There are three commonly used methods to find the GCF of 64 and 96.
- By Prime Factorization
- By Long Division
- By Listing Common Factors
How to Find the GCF of 64 and 96 by Prime Factorization?
To find the GCF of 64 and 96, we will find the prime factorization of the given numbers, i.e. 64 = 2 × 2 × 2 × 2 × 2 × 2; 96 = 2 × 2 × 2 × 2 × 2 × 3.
⇒ Since 2, 2, 2, 2, 2 are common terms in the prime factorization of 64 and 96. Hence, GCF(64, 96) = 2 × 2 × 2 × 2 × 2 = 32
☛ Prime Number
If the GCF of 96 and 64 is 32, Find its LCM.
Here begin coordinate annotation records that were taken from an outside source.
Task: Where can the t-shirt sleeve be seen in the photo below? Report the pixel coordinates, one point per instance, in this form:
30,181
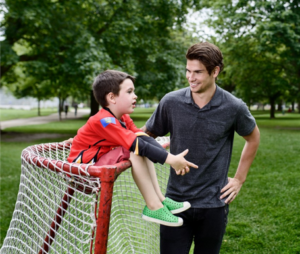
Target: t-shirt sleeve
158,122
244,121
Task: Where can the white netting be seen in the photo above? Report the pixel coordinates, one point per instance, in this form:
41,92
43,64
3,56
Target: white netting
43,187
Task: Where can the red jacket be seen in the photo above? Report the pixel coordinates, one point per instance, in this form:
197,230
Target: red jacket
99,135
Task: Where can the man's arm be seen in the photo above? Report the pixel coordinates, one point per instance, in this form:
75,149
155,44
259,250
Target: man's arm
248,154
144,129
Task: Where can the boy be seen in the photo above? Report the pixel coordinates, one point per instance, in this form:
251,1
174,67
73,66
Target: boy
111,129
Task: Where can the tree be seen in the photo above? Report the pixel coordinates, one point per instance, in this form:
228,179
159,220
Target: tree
69,42
260,40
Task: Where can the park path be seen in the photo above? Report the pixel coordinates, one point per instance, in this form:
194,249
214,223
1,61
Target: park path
42,119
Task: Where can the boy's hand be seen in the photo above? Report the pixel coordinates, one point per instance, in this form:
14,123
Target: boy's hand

GCF(96, 64) × LCM(96, 64) = 96 × 64
Since the GCF of 96 and 64 = 32
⇒ 32 × LCM(96, 64) = 6144
Therefore, LCM = 192
☛ Greatest Common Factor Calculator
What is the Relation Between LCM and GCF of 64, 96?
The following equation can be used to express the relation between LCM and GCF of 64 and 96, i.e. GCF × LCM = 64 × 96.
How to Find the GCF of 64 and 96 by Long Division Method?
To find the GCF of 64, 96 using long division method, 96 is divided by 64. The corresponding divisor (32) when remainder equals 0 is taken as GCF.